In Python, == and is are both comparison operators but they check different things. == checks if two objects have the same value (equality), while is checks if two variables point to the same object in memory (identity).
== Operator (Equality)
The == operator compares the values of two objects. If the values are equal, it returns True, regardless of whether they are stored at different memory locations.
is Operator (Identity)
The is operator checks whether two variables refer to the exact same object in memory (same id()). Even if two objects have equal values, is returns False if they are stored at different memory addresses.
Key Differences
| Feature | == (Equality) | is (Identity) |
|---|---|---|
| Checks | Value equality | Object identity (same memory address) |
| Uses | Calls __eq__() method |
Compares id() of objects |
[1] __ [1] |
True (same value) |
False (different objects) |
Example
The following program demonstrates the difference between == and is ?
list1 = [1]
list2 = [1]
list3 = list1 # list3 points to the SAME object as list1
print("id(list1):", id(list1))
print("id(list2):", id(list2))
print("id(list3):", id(list3))
# == checks VALUE equality
print("\nlist1 == list2:", list1 == list2) # True (same value [1])
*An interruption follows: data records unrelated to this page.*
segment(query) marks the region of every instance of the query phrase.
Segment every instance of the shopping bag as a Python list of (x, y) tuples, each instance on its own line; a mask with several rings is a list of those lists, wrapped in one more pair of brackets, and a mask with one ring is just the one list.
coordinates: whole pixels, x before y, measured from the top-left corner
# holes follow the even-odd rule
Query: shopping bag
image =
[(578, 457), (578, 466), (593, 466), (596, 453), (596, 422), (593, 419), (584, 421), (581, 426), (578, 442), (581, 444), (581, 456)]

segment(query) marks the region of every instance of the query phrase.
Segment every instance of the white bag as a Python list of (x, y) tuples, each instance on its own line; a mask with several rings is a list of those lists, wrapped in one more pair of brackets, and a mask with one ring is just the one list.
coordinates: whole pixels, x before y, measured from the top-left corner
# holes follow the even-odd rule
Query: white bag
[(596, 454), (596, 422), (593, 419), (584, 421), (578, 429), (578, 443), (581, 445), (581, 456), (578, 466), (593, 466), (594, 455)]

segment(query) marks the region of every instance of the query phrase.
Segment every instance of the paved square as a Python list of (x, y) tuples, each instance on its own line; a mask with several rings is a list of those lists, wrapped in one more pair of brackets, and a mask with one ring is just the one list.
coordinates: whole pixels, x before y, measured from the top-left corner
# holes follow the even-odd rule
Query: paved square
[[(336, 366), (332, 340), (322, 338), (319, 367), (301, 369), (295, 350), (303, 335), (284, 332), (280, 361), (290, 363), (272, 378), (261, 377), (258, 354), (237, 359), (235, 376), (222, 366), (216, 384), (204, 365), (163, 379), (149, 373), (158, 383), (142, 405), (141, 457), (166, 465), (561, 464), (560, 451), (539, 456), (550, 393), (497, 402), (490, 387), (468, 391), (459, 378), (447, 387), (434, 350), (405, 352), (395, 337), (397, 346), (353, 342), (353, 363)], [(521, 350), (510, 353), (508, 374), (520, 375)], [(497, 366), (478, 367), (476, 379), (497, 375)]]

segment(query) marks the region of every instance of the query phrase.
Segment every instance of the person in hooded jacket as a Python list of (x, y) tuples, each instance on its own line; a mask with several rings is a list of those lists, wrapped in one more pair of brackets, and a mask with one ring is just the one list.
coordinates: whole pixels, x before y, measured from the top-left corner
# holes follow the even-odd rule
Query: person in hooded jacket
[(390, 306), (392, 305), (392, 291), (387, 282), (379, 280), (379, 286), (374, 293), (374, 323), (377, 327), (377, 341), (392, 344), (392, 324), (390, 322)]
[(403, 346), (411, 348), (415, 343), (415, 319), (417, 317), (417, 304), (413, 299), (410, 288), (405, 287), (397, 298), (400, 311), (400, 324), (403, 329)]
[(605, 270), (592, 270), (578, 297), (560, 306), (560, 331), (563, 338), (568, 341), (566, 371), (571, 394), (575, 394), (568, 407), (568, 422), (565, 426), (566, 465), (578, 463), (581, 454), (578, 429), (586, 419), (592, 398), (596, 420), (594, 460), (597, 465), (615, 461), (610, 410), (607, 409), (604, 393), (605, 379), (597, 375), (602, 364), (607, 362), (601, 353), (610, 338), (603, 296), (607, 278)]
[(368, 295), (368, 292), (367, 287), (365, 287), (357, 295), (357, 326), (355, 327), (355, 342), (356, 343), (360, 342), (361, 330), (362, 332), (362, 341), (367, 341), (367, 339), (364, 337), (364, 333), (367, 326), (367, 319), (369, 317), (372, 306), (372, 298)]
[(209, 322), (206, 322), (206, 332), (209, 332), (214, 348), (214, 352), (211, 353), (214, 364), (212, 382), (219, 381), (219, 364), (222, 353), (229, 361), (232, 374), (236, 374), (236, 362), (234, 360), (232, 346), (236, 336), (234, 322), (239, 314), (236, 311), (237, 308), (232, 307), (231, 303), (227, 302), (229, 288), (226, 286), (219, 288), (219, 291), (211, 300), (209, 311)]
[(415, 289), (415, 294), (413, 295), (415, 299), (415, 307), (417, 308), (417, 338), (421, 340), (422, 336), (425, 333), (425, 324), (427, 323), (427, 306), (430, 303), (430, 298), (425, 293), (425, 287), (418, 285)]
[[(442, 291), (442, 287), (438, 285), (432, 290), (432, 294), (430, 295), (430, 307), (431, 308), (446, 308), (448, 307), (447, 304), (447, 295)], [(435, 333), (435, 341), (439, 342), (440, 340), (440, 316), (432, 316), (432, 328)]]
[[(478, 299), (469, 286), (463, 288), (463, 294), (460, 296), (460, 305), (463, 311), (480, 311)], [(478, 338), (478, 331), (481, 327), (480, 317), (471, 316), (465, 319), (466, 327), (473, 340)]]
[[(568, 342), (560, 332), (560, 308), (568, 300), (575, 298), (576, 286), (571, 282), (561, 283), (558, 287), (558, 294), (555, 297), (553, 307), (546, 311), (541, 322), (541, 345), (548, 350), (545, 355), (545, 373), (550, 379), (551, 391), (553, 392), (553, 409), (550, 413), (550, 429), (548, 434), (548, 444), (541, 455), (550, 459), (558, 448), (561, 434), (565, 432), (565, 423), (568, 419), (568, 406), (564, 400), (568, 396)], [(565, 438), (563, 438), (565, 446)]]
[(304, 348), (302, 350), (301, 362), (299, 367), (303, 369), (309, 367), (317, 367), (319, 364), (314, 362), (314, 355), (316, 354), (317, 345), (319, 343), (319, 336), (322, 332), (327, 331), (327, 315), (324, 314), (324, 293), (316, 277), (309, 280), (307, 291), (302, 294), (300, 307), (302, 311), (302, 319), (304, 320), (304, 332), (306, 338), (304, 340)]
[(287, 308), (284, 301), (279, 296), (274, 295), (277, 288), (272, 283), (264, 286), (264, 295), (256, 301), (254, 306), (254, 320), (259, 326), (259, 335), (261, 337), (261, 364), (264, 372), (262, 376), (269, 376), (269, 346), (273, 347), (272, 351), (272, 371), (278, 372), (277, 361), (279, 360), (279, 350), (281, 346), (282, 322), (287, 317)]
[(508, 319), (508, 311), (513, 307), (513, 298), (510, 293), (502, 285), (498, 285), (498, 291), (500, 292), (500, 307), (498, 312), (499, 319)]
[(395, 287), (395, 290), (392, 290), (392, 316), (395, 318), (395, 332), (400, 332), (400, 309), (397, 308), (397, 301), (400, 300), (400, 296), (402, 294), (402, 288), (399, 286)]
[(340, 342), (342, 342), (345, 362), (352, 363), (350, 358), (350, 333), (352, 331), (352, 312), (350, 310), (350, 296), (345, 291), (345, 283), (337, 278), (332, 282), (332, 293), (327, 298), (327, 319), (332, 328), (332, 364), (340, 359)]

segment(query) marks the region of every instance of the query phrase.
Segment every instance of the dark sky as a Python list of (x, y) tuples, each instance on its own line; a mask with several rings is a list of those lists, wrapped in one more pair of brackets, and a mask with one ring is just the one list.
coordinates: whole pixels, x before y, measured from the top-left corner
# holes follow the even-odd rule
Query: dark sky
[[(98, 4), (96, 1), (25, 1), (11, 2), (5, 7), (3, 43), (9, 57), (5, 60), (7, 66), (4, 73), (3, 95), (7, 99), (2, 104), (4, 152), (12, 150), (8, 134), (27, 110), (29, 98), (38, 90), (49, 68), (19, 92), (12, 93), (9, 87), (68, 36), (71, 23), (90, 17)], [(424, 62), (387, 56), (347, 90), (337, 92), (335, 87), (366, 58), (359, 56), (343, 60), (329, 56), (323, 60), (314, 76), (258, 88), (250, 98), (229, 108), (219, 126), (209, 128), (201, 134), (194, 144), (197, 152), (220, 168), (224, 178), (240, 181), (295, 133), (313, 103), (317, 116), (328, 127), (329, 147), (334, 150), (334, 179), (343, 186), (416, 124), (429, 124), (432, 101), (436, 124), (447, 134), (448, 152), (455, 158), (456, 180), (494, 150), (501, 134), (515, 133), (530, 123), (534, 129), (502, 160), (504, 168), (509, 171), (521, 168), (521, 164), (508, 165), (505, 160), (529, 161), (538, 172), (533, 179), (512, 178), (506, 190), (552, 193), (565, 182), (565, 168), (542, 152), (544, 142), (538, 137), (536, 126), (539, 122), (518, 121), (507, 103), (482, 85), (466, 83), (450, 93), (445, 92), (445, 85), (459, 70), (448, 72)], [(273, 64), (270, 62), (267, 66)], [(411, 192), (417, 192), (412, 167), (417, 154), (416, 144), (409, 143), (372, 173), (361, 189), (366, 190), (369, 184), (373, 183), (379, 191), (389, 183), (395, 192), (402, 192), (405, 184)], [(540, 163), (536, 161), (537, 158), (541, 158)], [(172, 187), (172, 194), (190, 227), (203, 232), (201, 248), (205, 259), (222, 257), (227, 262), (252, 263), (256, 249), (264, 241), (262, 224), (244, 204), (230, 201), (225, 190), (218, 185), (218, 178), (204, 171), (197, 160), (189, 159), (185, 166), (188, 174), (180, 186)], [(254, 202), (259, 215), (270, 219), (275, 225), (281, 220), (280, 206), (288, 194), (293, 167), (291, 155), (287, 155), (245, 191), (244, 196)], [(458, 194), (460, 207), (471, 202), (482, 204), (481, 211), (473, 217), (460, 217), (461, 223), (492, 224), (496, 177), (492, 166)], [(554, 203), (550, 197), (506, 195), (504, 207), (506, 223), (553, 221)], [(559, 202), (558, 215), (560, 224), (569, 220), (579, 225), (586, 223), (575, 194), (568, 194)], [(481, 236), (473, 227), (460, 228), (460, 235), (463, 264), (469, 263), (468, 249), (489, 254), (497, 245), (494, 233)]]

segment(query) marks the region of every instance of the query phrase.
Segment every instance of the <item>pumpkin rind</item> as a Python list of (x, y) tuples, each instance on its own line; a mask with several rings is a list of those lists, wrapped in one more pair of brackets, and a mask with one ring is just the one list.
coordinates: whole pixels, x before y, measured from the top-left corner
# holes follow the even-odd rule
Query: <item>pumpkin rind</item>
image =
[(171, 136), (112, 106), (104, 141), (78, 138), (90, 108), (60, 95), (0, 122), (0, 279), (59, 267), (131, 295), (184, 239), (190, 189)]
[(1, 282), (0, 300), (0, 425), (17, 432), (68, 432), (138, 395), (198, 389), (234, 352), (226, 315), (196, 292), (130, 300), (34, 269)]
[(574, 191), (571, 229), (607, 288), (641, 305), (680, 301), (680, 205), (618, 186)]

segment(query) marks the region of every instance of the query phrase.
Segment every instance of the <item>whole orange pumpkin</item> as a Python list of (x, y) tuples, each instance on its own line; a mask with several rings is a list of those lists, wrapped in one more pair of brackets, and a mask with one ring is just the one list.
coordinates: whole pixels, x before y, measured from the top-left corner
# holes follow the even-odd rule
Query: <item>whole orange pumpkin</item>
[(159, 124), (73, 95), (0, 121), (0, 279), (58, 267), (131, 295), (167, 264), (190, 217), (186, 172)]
# is checks IDENTITY (same object in memory)
print("list1 is list2:", list1 is list2) # False (different objects)
print("list1 is list3:", list1 is list3) # True (same object)
The output of the above code is ?
id(list1): 140380664377096 id(list2): 140380664376904 id(list3): 140380664377096 list1 == list2: True list1 is list2: False list1 is list3: True
Notice that list1 and list2 have the same value ([1]) so == returns True, but they are different objects in memory (different ids) so is returns False. Since list3 = list1 makes both point to the same object, both == and is return True.
Conclusion
Use == when you want to compare values (most common case). Use is when you want to check if two variables refer to the exact same object in memory, such as checking for None with if x is None.